At Bank of Hawaii, our commitment to our customers is a shared trust — one that springs from the confidence placed in us, and our determination to honor that trust in every aspect of our service. A passion for helping customers is what motivates our teams. Because our clients say it better than anyone, a few of them share how our services have improved their lives and/or businesses through the following profiles and videos.
Lyndsey Haraguchi-Nakayama: Our farm is a six-generation working family farm that’s over 100 years old. We have been mainly growing taro for several generations, but we grow diversified crops.
Hanalei Taro & Juice Co. are our food trucks. They serve the value-added food portion of our family farm where we specialize in fresh taro dishes. We serve our Hanalei taro veggie burger, taro hummus, and kūlolo (a traditional Hawaiian dessert). Our menu provides a variety of items, including vegan and gluten- and dairy-free dishes, all the way to traditional Hawaiian food, like laulau and kalua pork.
We also care for the Ho‘opulapula Haraguchi Rice Mill, a 501 c(3) nonprofit agrarian museum that was started by my parents in the early 1980s. I am the educational administrator, and my parents, Rodney and Karol Haraguchi, oversee it along with the help of a community-led board of directors.
From our family’s viewpoint, we don’t think our life as farmers is interesting. However, my mother is a teacher and she realized that nowhere else in the state could children come and see agricultural artifacts that have been preserved from the 1800s and early 1900s. She also saw the museum as an opportunity to preserve local oral history while informing visitors about current challenges. We educate about the local ecosystem, about endangered and invasive species, and instill the importance of farming because that’s needed for future generations to survive.
In April 2018, the North Shore community, Koloa, and other areas of Kauai and Oahu were affected by historic flooding, and everybody is still rebuilding.
On our farm not only did we need to salvage artifacts that were washed out of the museum, but five foundational pillars from the farmhouse and office were knocked out by the flood, so the floors are collapsing. Toward the end of 2019, we received permission to begin demolishing and start rebuilding. The museum is still closed to the public as we continue with taro field flood recovery and eco-farm education tours. It’s taking a lot longer than we’d like, and we continue to work daily on the farm and at the food trucks, but it’s probably going to take us at least two to three years to complete rebuilding.

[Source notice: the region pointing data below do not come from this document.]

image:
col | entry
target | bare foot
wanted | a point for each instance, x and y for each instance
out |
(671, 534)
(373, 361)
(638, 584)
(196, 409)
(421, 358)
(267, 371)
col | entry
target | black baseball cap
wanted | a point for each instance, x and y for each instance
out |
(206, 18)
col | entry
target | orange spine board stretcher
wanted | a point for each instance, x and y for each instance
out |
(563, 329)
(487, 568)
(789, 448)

I look for trustworthiness, dependability and understanding in a banking relationship. After the floods, BOH was very empathetic; they listened to our situation, and they wanted to know how they could help.
Brandon Sassone, the Princeville Branch manager, came to a Hanalei Business Co-Operative meeting where I told him that I would like to make more deposits using the mobile app. Brandon helped to extend the limit so I could deposit many work checks at one time online. That really helped.
It was heartwarming to see how the community pulled together after the flooding, and some reached out by donating online at HaraguchiRiceMill.org. Thanks to BOH SVP and Kauai Market Manager Sonia Topenio, a special account was set up to accept donations and acknowledge them with receipts for tax deductions.
Even when we face disasters, we have to be able to move forward. Working from my farm truck was the quickest way that I could get things back up and running on a day-to-day basis. Mobile banking is what I utilize the most, and I also use online banking for bill paying and payroll transfers. I have a wooden desk that fits over the steering wheel in my truck to hold my laptop, and I can pay invoices or make deposits within a few minutes.
We also worked to quickly reopen our Hanalei food truck because we wanted the community to have a place to get food, and we wanted our staff to have jobs. All of our electrical equipment in the food truck got washed in the flood. Chris Kashiwagi, our senior relationship banker at BOH, has always been very helpful with anything we need. She spearheaded my getting two new credit cards to purchase replacement equipment so we could reopen the food truck and our staff could stay employed.
BOH is definitely a bank with Hawaii people in mind. Whether it’s personal, or business or nonprofit, they stand for the local community. They understand the challenges. That makes all the difference.